3) L’aumento dei sussidi limita l’erosione dei risparmi e, per questa via, consente maggiori disponibilità di fondi per investimenti. Dal momento che solo le imprese regolari possono accedervi, vi è da attendersi – anche in questo caso – un aumento dell’occupazione nell’economia regolare. Vi è di più. Per quanto attiene agli effetti dei sussidi sulla produttività del lavoro, la linea di policy qui proposta risiede su un meccanismo di tipo ‘smithiano’, così sintetizzabile. In quanto “la divisione del lavoro è limitata dall’ampiezza del mercato” e la divisione del lavoro accresce la produttività, l’aumento della spesa pubblica (qui sotto forma di estensione delle reti di protezione sociale) – proprio perché incide positivamente sull’“ampiezza del mercato” – esercita effetti positivi sulla produttività del lavoro e, dunque, sul tasso di crescita. Occorre inoltre considerare che una parte dell’economia sommersa è in rapporti di complementarietà con l’economia regolare: ovvero imprese regolari riescono a ottenere profitti anche grazie al fatto che acquistano prodotti intermedi a basso costo da imprese irregolari. Ciò accade fondamentalmente per due ragioni. In primo luogo, soprattutto tramite esternalizzazioni, le imprese formalmente regolari riescono a approvvigionarsi a più bassi prezzi di prodotti intermedi; il che consente loro di ridurre i costi di produzione, acquisendo quote di mercato a danno delle potenziali concorrenti, e soprattutto delle imprese concorrenti formalmente e sostanzialmente regolari. In secondo luogo, data l’inesistenza di vincoli di orario di lavoro nell’economia sommersa, le imprese che operano in quel contesto riescono a ottenere ritmi di produzione superiori alle imprese che fronteggiano tali vincoli e, dunque, possono produrre in tempi più brevi e consentire alle imprese formalmente regolari di vendere prima delle proprie concorrenti, acquisendo – anche per questa via – quote di mercato e profitti.
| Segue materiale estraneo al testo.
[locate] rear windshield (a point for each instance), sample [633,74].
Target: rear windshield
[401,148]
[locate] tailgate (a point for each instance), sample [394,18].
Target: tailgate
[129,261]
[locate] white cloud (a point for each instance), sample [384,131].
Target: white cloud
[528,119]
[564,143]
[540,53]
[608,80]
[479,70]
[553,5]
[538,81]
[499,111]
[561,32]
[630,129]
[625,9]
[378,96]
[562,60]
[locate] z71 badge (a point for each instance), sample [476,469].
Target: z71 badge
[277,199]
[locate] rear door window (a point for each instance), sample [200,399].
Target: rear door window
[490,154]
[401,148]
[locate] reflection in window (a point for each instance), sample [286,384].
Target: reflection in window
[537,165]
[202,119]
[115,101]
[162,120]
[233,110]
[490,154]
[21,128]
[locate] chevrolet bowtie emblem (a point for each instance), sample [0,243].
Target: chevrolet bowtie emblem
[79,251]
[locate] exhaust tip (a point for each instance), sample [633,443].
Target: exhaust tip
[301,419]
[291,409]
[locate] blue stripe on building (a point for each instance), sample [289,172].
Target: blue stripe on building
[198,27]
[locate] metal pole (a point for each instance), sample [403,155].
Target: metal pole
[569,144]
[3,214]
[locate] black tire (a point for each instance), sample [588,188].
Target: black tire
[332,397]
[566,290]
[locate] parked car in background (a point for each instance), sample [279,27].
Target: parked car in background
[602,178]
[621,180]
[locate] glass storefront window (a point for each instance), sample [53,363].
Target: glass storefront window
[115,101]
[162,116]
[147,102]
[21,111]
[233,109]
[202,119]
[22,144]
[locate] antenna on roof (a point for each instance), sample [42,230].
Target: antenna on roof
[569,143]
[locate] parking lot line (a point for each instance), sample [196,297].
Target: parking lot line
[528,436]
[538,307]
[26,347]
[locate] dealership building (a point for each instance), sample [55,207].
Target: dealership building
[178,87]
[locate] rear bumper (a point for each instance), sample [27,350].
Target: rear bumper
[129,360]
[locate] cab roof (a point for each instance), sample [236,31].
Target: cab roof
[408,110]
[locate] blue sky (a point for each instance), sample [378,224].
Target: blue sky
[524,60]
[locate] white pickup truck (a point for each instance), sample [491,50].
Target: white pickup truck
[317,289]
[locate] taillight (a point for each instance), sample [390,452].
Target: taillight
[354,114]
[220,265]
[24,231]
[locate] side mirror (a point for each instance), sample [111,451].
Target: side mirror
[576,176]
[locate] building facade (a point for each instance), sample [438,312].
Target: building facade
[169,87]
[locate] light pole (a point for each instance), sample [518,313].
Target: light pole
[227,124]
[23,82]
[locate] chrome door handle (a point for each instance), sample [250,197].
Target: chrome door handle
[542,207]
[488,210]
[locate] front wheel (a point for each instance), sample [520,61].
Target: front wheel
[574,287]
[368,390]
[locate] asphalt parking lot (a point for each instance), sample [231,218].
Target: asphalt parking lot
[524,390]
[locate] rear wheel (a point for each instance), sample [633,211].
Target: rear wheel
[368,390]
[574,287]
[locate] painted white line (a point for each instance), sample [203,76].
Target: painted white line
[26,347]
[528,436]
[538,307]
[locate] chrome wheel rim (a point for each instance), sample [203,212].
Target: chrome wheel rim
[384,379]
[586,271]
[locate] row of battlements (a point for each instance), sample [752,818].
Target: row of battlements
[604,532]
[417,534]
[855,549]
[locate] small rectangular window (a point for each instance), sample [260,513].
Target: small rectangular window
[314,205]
In una condizione di questo tipo, azioni di contrasto al sommerso rendono più difficile per le imprese regolari competere attraverso la compressione dei costi (e dei salari in primo luogo). Il che costituisce un incentivo a competere innovando, dando luogo a una potenziale circolo virtuoso, stando al quale la crescita della domanda aggregata traina le innovazioni. Secondo questo meccanismo, l’erogazione di sussidi di disoccupazione ha anche effetti espansivi ‘dal lato dell’offerta’. Per quanto riguarda la copertura finanziaria di provvedimenti finalizzati all’ampliamento delle reti di protezione sociale, si può partire dalla constatazione stando alla quale l’Italia è il Paese nel quale l’indice di Gini dei redditi di mercato è cresciuto di più, essendo oggi il Paese con la maggiore diseguaglianza distributiva fra i principali Paesi Ocse [2].Come rilevato dalla Banca d’Italia, il 10% delle famiglie più ricche possiede circa il 45% della ricchezza totale. Nell’ipotesi minima, considerando una platea di circa 5.000 individui potenzialmente destinatari di benefici, sarebbe sufficiente un’imposta addizionale del solo 1% sui patrimoni delle famiglie con redditi più elevati per raccogliere entrate di ammontare tale da consentire l’erogazione di un sussidio di 800 euro mensili per almeno un anno[3].

[1] Le c.d. politiche attive del lavoro riguardano le azioni finalizzate alla formazione, la riqualificazione, l’orientamento, l’alternanza scuola/lavoro, i tirocini. Le c.d. politiche passive sono finalizzate al sostegno dei redditi, mediante – in particolare – il prepensionamento, la cassa integrazione guadagni, l’indennità di disoccupazione, l’indennità di mobilità e i contratti di solidarietà.

[2] Si veda, fra gli altri,www.economiaepolitica.it.

[3] Per un approfondimento sulle fonti di finanziamento per la realizzazione di politiche redistributive si rinvia a www.sbilanciamoci.info/Sezioni/italie/Quanto-si-puo-incassare-con-la-patrimoniale.